Solving f(x)=3x^2+7x=5 for m=23 and m=25 using Completing the Square

[clueles]

please help me with this!

f(x)=3x^2+7x=5. find the solution of f(x)==0(mod m) for

m=23
m=25

the only thing i have done so far is completed the square

 

[robert Ihnot]

Completing the square gives (X+7/6)^2=109/36.

Bringing the 36 to the other side gives: (6X+7)^2 =109.

For modulo 23, you should consider quadratic reciprocity. For M=25, the problem is easier.

 

[CRGreathouse]

f(x)=3x^2+7x=5. find the solution of f(x)==0(mod m) for

m=23
m=25

the only thing i have done so far is completed the square

I'll assume you mean $$f(x)=3x^2+7x-5$$ (that is, you're not setting it to a boolean value).

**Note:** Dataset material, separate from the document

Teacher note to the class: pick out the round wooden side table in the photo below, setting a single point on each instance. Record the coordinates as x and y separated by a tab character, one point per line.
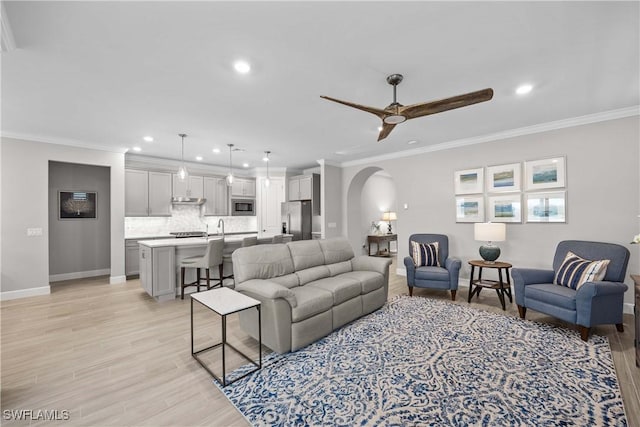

I'm not convinced that completing the square is relevant here. A quick use of quadratic reciprocity (don't worry, skip it if you haven't seen it) shows that there are no solutions modulo 23:

$$(6x+7)^2\equiv109\equiv17\pmod{23}$$

$$\left(\frac{17}{23}\right)=\left(\frac{23}{17}\right)=\left(\frac{6}{17}\right)=\left(\frac{2}{17}\right)\left(\frac{3}{17}\right)=\left(\frac{17}{3}\right)=\left(\frac{2}{3}\right)=-1$$

This doesn't mean anything, though, just that the real solution isn't on one of the modular solutions.

Look at it this way: replacing $$x$$ with $$x+1$$ you have $$f(x)=3x^2+6x+1+7x+1-5=(3x^2+7x-5)+(6x+2)$$. By choosing $$x$$ you should be able to cycle through all the congruence classes, since neither 23 nor 25 is divisible by 2 or 6.